(Chrysemys picta marginata)
This turtle is very similar to the eastern painted (Chrysemys picta picta) except that the large scutes (scales) on the carapace (upper shell) are arranged in an alternating pattern rather than straight across the back. It is a small to medium-sized turtle having a smooth, unkeeled carapace, olive to black, with a pattern of red and yellow, especially on the marginal scutes. The rear of the carapace is not serrate. The carapace length is 4 to 7 3/8 inches. Eggs are white, elliptical and vary in size, but are usually 1 3/16 by 3/4 inches. Eggs have smooth, slightly pitted surfaces, and are flexible when first laid, hardening as the eggs absorb water. Mating occurs after emergence and continues through the summer, with an incubation period of 72-80 days.

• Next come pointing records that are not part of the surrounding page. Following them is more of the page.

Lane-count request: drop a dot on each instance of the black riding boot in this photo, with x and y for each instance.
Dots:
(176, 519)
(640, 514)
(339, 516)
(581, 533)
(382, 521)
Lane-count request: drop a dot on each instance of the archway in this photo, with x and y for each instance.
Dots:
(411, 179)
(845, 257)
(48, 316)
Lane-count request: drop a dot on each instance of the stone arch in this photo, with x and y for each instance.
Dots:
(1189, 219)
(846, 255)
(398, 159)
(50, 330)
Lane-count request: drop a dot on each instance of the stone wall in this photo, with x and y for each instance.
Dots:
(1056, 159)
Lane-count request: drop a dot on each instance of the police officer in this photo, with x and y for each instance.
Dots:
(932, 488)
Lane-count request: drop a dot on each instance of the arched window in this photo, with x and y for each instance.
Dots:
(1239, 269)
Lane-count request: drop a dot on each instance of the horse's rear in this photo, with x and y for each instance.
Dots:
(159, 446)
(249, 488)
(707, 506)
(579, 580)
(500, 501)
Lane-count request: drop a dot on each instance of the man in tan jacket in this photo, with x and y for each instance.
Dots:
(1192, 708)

There is one recorded observation, in Lee County. They bury themselves in soft mud and use logs, or any floating objects for basking, or just float in open water. Dense vegetation provides a good place for sunning. They live chiefly where the water is shallow, the aquatic vegetation profuse, and the bottom soft and muddy as in ponds, marshes, ditches, edges of lakes, backwaters of streams, and cattle tanks.
The food preferences of this species are not well known. In general, it eats insects, crayfish, mollusks, and aquatic vegetation.